I need to prove the following theorem:
Let $X$ and $Y$ be two random variables. Then $$ Y = f(X) $$ for some measurable function $f$ if and only if $$ \sigma(Y)\subset\sigma(X). $$
The implication $\Rightarrow$ is straightforward.
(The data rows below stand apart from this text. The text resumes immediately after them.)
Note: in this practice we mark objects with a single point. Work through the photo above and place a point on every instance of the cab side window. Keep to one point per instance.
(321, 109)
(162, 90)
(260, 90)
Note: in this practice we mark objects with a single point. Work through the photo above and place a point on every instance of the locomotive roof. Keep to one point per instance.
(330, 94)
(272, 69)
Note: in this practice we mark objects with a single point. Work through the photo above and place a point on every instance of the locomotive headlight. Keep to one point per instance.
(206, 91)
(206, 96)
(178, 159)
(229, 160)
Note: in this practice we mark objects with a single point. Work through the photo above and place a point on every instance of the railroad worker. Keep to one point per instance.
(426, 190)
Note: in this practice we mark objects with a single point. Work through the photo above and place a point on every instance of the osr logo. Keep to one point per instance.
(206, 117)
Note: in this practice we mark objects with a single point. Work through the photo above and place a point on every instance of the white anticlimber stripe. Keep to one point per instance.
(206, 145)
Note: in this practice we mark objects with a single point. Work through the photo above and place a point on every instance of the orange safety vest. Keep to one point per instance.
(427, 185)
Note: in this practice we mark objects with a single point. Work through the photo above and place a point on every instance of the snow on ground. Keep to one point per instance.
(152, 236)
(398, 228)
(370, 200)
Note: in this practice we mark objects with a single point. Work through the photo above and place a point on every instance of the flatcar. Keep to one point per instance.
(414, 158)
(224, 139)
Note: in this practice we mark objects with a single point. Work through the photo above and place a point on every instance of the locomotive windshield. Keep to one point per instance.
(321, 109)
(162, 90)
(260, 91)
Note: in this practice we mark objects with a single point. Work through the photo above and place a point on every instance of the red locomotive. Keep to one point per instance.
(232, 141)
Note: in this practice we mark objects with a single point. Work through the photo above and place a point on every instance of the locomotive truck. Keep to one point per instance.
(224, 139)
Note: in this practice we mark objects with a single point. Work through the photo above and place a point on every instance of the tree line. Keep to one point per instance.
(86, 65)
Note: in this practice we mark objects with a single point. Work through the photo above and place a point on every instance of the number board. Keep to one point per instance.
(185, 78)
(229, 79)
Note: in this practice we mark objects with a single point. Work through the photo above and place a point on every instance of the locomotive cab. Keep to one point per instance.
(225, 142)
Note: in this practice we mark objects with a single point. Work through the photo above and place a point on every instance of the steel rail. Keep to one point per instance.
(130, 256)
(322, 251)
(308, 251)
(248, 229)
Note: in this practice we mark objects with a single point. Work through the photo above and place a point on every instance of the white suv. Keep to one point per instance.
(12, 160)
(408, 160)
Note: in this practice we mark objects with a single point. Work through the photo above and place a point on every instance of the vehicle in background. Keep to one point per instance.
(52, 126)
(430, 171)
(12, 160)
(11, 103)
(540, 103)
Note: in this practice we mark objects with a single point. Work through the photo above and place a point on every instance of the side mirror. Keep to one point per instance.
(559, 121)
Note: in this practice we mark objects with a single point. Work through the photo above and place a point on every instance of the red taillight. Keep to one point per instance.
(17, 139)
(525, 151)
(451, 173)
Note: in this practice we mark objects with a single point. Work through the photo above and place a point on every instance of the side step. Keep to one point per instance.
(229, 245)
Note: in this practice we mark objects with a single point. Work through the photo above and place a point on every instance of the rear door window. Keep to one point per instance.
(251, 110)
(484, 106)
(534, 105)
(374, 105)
The other implication $\Leftarrow$ requires the construction of $f$. I have found the following proof:
Suppose that $\sigma(Y)\subset\sigma(X)$. We want to find $f$. For fixed $n$ consider the set $$ A_{n,m}=\left\{\omega\in\Omega\left| m\,\frac{1}{2^n}\leq Y(\omega)<(m+1)\,\frac{1}{2^n}\right.\right\},\quad m=0,\pm 1,\pm 2,... $$ Since $A_{n,m}\in\sigma(Y)$ then $A_{n,m}\in\sigma(X)$ and hence $$ A_{n,m}=\left\{\omega\in\Omega\left| X(\omega)\in B_{m,n}\right.\right\} $$ Consider the sequence of functions $$ f_n(x)=\sum_{m}m\,\frac{1}{2^n}\,I_{\left\{x\in B_{m,n}\right\}} $$
The proof then continues claiming that, for all $x$, the sequence $f_{n}(x)$ is monotonically increasing, and then has a limit. I cannot see this, any suggestion?